The vlen array to bytes codec (Experimental).

Encodes the offsets and bytes of variable-sized data through independent codec chains. This codec is compatible with any variable-sized data type.

This codec is experimental and may be incompatible with other Zarr V3 implementations.

§Compatible Implementations

None

§Specification

Based on https://github.com/zarr-developers/zeps/pull/47#issuecomment-1710505141 by Jeremy Maitin-Shepard. Additional discussion:

This is an alternative vlen codec to the vlen-utf8, vlen-bytes, and vlen-array codecs that were introduced in Zarr V2. Rather than interleaving element bytes and lengths, element bytes (data) and offsets (indexes) are encoded separately and concatenated. Unlike the legacy vlen-* codecs, this new vlen codec is suited to partial decoding. Additionally, it it is not coupled to the array data type and can utilise the full potential of the Zarr V3 codec system.

Before encoding, the index is structured using the Apache arrow variable-size binary layout with the validity bitmap elided. The index has length + 1 offsets which are monotonically increasing such that

element_position = offsets[j]
element_length = offsets[j + 1] - offsets[j]  // (for 0 <= j < length)

where length is the number of chunk elements.
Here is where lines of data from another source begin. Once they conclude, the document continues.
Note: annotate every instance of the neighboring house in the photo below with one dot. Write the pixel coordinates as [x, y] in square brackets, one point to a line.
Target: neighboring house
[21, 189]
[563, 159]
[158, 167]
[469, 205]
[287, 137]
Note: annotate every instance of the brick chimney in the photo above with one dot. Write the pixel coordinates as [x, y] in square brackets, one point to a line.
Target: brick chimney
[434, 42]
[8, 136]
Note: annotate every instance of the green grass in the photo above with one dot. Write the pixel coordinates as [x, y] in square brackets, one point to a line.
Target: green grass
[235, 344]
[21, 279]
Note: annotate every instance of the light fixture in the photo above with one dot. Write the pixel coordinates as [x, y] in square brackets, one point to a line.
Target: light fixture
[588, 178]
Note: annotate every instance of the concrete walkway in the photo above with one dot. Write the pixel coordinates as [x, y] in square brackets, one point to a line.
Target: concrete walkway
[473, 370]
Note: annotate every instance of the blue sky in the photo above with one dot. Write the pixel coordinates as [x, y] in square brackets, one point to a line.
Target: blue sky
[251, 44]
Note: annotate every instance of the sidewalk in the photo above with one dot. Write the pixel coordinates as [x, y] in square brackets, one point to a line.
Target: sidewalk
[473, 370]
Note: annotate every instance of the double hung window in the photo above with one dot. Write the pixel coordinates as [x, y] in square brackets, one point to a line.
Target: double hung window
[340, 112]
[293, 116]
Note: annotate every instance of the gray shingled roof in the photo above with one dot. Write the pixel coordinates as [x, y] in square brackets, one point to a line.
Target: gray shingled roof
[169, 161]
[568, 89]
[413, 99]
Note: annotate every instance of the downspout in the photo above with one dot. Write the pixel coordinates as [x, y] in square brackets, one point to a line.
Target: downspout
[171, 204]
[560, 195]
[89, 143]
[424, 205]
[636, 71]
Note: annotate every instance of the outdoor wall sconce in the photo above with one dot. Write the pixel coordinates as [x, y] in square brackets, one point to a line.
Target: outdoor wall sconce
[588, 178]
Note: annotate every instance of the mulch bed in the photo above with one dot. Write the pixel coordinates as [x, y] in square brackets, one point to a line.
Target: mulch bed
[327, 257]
The index can be encoded with either uint32 or uint64 offsets dependent on the index_data_type configuration parameter.

The data and index can use their own independent codec chain with support for any Zarr V3 codecs. The codecs are specified by data_codecs and index_codecs parameters in the codec configuration.
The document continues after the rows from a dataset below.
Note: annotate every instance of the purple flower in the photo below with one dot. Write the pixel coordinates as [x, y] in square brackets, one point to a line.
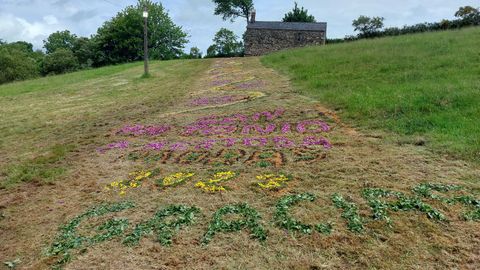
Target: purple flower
[229, 142]
[132, 130]
[283, 142]
[208, 129]
[137, 130]
[235, 118]
[263, 131]
[286, 128]
[251, 142]
[207, 144]
[312, 140]
[179, 146]
[156, 146]
[117, 145]
[305, 126]
[200, 102]
[156, 130]
[268, 115]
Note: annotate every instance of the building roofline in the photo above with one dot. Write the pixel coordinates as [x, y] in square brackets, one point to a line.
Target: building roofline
[297, 26]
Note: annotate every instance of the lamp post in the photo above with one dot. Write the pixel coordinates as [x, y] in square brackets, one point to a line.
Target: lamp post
[145, 41]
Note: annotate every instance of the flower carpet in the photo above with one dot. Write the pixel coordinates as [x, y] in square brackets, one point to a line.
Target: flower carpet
[242, 172]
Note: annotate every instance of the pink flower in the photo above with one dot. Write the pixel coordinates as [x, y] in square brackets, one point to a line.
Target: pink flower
[156, 146]
[207, 144]
[250, 142]
[156, 130]
[117, 145]
[208, 129]
[263, 131]
[283, 142]
[312, 140]
[137, 130]
[268, 115]
[286, 128]
[179, 146]
[132, 130]
[305, 126]
[234, 118]
[229, 142]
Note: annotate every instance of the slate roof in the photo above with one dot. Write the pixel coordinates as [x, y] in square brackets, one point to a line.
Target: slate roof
[288, 26]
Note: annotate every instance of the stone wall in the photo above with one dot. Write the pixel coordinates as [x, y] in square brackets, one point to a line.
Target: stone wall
[263, 41]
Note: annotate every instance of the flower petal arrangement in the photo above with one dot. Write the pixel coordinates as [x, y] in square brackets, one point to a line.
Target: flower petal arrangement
[134, 181]
[272, 181]
[175, 179]
[212, 185]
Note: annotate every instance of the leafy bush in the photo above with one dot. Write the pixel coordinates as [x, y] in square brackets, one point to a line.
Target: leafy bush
[60, 61]
[298, 15]
[226, 44]
[16, 65]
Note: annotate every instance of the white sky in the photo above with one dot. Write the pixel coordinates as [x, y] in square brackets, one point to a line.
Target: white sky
[34, 20]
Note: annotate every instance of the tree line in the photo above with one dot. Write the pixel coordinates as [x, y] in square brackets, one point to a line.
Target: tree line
[120, 39]
[373, 27]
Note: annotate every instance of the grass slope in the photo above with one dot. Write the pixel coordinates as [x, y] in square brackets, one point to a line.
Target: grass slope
[423, 85]
[45, 119]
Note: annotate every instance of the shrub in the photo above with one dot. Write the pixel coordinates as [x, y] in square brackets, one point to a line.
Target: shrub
[58, 62]
[16, 65]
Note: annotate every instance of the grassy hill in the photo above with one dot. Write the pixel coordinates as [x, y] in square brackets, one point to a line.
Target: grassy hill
[221, 164]
[44, 119]
[424, 87]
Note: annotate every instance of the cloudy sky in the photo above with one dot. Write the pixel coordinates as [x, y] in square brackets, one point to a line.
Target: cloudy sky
[34, 20]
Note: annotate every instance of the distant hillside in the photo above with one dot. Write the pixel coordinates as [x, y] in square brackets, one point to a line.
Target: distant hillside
[424, 87]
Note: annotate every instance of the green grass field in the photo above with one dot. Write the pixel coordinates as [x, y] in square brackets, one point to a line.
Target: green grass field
[222, 164]
[424, 86]
[44, 119]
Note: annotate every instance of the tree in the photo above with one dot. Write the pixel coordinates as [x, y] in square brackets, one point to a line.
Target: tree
[467, 12]
[368, 27]
[298, 15]
[211, 51]
[84, 50]
[226, 44]
[231, 9]
[16, 65]
[59, 40]
[60, 61]
[120, 39]
[195, 53]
The index length and index can be encoded at the start or end of each chunk. If index_location is start:

  • The first 8 bytes hold a u64 little-endian indicating the length of the encoded index.
  • This is followed by the encoded index and then the encoded bytes with no padding.

If index_location is end:

  • The last 8 bytes hold the length of the encoded index.
  • The encoded index lies between the encoded data and the index length.
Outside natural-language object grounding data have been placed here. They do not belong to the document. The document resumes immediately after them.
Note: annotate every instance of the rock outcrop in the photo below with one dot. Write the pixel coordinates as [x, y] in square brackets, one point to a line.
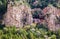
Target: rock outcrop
[18, 14]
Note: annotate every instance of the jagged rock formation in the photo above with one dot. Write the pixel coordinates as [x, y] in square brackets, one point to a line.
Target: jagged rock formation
[52, 17]
[18, 14]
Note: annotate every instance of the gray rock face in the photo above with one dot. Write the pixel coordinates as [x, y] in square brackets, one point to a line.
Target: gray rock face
[52, 20]
[18, 15]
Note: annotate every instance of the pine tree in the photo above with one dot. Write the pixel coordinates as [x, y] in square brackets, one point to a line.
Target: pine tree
[18, 14]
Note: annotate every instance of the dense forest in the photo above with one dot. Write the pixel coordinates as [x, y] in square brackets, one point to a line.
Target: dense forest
[29, 19]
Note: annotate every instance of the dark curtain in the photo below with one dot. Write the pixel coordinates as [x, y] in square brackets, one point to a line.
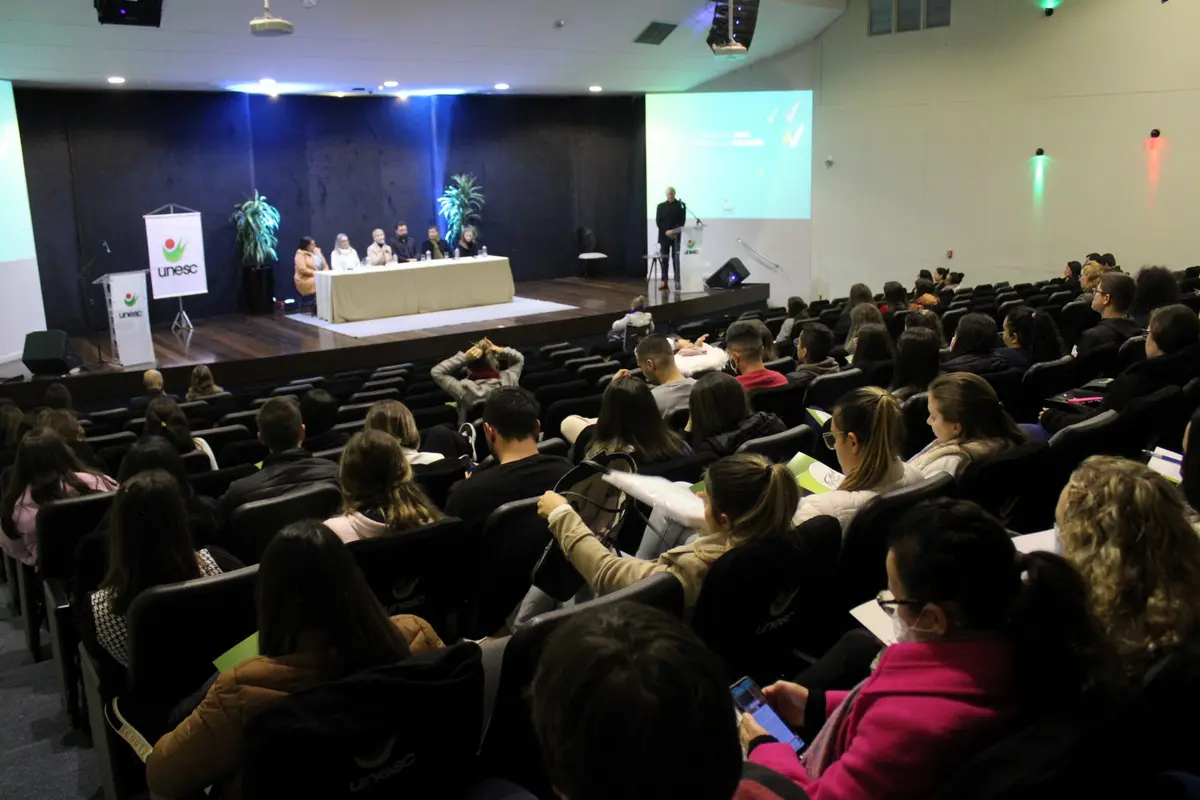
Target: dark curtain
[96, 162]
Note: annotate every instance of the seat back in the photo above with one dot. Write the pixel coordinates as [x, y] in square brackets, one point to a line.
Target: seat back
[253, 524]
[421, 572]
[862, 571]
[760, 602]
[177, 631]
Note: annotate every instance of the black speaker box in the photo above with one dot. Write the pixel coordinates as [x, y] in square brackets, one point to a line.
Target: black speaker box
[47, 353]
[730, 276]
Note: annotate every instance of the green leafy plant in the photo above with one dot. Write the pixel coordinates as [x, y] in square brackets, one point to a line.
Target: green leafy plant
[258, 226]
[460, 205]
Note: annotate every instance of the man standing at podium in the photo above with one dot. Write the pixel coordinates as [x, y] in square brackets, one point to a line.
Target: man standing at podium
[670, 217]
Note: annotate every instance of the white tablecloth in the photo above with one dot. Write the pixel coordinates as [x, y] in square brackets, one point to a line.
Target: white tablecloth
[413, 288]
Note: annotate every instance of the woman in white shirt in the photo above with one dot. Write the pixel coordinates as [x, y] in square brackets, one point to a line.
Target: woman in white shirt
[969, 423]
[345, 257]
§Codec name Aliases (Zarr V3)

  • zarrs.vlen
  • https://codec.zarrs.dev/array_to_bytes/vlen

§Codec id Aliases (Zarr V2)

None

§Codec configuration Example - VlenCodecConfiguration:

{
  "data_codecs": [
    {
      "name": "bytes"
    },
    {
      "name": "blosc",
      "configuration": {
        "cname": "zstd",
        "clevel": 5,
        "shuffle": "bitshuffle",
        "typesize": 1,
        "blocksize": 0
      }
    }
  ],
  "index_codecs": [
    {
      "name": "bytes",
      "configuration": {
        "endian": "little"
      }
    },
    {
      "name": "blosc",
      "configuration": {
        "cname": "zstd",
        "clevel": 5,
        "shuffle": "shuffle",
        "typesize": 4,
        "blocksize": 0
      }
    }
  ],
  "index_data_type": "uint32",
  "index_location": "end"
}

Structs§

VlenCodec
A vlen codec implementation.
VlenCodecConfigurationV0
vlen codec configuration parameters (version 0.0 draft).
VlenCodecConfigurationV0_1
vlen codec configuration parameters (version 0.1 draft).

Enums§

VlenCodecConfiguration
A wrapper to handle various versions of vlen codec configuration parameters.